Basan Shrestha's Diary: Same Sample Proportion with Different Sample Sizes for Chi-Squared Test for Goodness of Fit, Statistical Note 44

Thursday, November 21, 2019

Same Sample Proportion with Different Sample Sizes for Chi-Squared Test for Goodness of Fit, Statistical Note 44

The level of confidence for statistical significance varies with the variation in the sample size of the same sample proportion.

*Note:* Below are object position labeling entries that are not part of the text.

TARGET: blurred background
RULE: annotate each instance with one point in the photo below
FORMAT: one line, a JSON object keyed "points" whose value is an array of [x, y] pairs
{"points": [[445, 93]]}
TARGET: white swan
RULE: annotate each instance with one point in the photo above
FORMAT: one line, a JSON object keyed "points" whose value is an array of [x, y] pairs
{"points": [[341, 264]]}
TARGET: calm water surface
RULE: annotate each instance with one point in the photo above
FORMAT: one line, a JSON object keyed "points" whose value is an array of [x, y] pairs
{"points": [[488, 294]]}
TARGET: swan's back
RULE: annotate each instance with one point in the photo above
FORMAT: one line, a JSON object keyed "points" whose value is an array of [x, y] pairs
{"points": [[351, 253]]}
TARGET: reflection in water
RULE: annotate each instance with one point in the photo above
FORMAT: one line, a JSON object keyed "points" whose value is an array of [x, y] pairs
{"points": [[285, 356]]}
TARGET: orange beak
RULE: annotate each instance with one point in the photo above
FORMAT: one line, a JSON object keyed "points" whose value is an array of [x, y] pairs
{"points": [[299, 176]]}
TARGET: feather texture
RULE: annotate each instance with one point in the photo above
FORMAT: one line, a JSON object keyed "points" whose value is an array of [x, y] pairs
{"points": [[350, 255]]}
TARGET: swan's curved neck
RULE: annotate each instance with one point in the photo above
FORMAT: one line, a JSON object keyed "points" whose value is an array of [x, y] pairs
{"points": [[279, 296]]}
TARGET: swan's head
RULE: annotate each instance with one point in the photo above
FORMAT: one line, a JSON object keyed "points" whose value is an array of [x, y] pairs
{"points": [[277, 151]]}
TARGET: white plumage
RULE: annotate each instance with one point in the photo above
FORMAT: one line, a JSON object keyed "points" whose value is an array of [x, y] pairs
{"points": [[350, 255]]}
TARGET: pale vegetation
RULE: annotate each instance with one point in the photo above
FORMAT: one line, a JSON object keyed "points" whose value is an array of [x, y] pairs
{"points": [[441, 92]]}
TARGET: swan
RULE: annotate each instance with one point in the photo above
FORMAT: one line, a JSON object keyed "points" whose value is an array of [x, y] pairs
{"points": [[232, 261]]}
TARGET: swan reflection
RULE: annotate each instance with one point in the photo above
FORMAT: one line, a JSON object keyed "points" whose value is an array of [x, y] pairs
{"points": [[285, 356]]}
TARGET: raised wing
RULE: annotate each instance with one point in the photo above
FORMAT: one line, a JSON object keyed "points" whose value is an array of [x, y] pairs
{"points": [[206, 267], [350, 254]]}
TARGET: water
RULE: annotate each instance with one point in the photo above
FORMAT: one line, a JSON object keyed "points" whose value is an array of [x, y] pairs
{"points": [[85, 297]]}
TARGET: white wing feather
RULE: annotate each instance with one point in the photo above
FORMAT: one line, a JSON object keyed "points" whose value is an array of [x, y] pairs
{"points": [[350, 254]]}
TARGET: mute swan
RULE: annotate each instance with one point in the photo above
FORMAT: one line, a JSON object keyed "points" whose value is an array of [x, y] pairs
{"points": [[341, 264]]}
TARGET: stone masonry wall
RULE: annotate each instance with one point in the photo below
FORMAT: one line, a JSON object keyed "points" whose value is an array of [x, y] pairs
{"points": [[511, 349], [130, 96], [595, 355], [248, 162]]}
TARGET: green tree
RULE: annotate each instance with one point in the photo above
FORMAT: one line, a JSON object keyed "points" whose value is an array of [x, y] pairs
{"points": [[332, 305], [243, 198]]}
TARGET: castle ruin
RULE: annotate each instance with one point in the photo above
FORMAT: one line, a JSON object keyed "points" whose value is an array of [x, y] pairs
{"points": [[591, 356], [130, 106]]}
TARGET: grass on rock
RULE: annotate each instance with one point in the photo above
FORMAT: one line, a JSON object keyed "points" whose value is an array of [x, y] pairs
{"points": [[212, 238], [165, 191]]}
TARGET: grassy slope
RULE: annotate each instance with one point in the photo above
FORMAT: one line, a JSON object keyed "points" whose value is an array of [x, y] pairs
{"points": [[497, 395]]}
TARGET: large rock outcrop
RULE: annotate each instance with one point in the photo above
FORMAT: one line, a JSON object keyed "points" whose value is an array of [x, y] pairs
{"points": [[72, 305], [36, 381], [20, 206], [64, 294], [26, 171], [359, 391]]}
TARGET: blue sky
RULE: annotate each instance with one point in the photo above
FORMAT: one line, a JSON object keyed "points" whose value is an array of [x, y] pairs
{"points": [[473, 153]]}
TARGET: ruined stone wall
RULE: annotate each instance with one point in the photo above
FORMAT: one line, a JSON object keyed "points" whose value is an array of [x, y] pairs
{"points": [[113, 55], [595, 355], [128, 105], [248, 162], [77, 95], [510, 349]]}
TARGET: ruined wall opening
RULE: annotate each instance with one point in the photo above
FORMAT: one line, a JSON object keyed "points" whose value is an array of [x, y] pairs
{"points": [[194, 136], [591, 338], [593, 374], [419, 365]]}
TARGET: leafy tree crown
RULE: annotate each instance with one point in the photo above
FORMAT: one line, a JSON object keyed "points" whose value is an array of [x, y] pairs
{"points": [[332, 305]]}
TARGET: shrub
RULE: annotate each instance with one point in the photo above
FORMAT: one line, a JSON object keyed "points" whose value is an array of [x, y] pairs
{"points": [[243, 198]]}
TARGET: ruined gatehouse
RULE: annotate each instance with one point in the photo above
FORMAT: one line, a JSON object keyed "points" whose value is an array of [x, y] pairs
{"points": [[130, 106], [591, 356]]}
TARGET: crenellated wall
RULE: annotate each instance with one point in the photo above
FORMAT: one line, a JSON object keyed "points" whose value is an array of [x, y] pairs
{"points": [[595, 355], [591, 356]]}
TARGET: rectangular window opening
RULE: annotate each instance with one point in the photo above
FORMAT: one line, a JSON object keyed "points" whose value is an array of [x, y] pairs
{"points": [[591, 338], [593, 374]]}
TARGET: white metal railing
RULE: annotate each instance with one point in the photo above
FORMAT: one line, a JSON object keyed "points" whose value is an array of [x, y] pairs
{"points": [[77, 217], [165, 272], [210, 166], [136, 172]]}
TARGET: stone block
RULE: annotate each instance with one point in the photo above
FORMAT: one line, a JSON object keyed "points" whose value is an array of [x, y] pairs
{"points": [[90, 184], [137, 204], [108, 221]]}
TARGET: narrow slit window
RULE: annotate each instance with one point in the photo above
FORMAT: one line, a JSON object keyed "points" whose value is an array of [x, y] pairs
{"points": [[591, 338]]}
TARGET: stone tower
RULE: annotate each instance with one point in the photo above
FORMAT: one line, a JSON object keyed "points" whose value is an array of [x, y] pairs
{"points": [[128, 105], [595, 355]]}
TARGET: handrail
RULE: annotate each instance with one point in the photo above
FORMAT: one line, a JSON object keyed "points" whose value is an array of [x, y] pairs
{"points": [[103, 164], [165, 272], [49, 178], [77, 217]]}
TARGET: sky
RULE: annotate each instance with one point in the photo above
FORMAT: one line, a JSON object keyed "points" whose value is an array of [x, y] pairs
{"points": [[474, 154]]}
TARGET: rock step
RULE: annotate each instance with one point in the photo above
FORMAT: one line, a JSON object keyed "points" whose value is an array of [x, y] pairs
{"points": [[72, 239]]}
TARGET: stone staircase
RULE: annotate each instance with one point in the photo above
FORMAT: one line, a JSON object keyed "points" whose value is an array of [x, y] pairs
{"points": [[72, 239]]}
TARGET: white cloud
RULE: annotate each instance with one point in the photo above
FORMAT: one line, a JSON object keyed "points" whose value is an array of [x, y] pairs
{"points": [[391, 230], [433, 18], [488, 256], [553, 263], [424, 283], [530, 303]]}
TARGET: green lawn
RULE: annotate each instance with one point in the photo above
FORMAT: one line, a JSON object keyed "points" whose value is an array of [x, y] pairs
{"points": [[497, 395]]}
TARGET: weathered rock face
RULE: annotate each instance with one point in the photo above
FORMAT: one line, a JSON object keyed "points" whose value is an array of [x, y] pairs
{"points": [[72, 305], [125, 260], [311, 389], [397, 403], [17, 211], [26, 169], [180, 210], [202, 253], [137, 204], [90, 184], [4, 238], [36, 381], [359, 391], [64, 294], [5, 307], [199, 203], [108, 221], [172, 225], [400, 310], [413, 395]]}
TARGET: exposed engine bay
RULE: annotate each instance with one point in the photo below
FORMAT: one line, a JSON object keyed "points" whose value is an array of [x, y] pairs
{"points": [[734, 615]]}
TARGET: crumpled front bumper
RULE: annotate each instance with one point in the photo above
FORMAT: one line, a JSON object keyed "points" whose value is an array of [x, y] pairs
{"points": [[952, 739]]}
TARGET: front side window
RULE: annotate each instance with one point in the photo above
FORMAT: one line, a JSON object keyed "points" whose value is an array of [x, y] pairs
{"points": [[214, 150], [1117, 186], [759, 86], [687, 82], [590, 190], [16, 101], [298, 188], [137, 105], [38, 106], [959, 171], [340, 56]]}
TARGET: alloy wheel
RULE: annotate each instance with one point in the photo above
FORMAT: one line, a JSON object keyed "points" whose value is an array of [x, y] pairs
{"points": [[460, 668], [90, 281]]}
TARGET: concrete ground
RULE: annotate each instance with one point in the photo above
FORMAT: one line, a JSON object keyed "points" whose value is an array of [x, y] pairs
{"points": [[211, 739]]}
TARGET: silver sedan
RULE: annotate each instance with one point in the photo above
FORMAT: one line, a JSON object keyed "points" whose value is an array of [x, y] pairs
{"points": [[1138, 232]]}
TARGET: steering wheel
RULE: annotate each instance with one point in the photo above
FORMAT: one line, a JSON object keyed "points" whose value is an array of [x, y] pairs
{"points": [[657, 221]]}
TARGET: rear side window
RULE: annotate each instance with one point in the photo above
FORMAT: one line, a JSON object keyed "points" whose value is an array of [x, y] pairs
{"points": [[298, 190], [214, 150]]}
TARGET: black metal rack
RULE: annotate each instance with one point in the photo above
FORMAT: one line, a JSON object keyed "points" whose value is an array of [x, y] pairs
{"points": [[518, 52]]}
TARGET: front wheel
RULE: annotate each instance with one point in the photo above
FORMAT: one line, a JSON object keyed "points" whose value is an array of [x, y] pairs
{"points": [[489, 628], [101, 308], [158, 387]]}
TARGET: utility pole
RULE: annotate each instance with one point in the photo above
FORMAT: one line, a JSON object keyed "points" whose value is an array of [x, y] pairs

For example, an expert is interested in knowing the proportion of smokers from the randomly selected sampled respondents. An expert assumes that half of adult population are smokers. An expert administers a question to the adults – Are you a smoker? The respondents respond to one of two categories of response – Yes or No.

An expert tries with a sample size of 100 individuals and finds that 55 respondents are non-smokers and remaining 45 are smokers. He uses Chi-Squared test for goodness of fit to test whether the sample proportions of non-smokers and smokers represent the population proportions, using the formula for one degree of freedom as below:

Chi-square = Sum(O_i-E_i)²/E_i

where:

O_i = Sampled/ observed proportion for _ith category

E_i = population/ expected proportion for _ith category

Using above formula, an expert calculates Chi-squared value for 100 samples as:

Chi-square =Sum(O_i-E_i)²/E_i= (55-50)²/50+(45-50)²/50 = 1

An expert is curious and calculates chi-squared values with the same sample proportion of non-smokers but with increasing sample size as below:

Table 1: Sample size with Same Sample Proportion of Non-Smokers, Chi Squared Value and Level of Significance

An expert finds that upto 300 samples, an expert is less than 95 confident that the sample truly represents the population and there remains high sampling error. As the sample size increase from 400 to more, an expert is more than 95 percent confident and sampling error remains lower. Thus, at least 400 sample size is required for the sample proportion of non-smokers equal to 0.55 to significantly outnumber the sample proportion of smokers (0.45). In other words, 400 respondents need to be sampled for 55 percent non-smokers to significantly outnumber 45 percent smokers.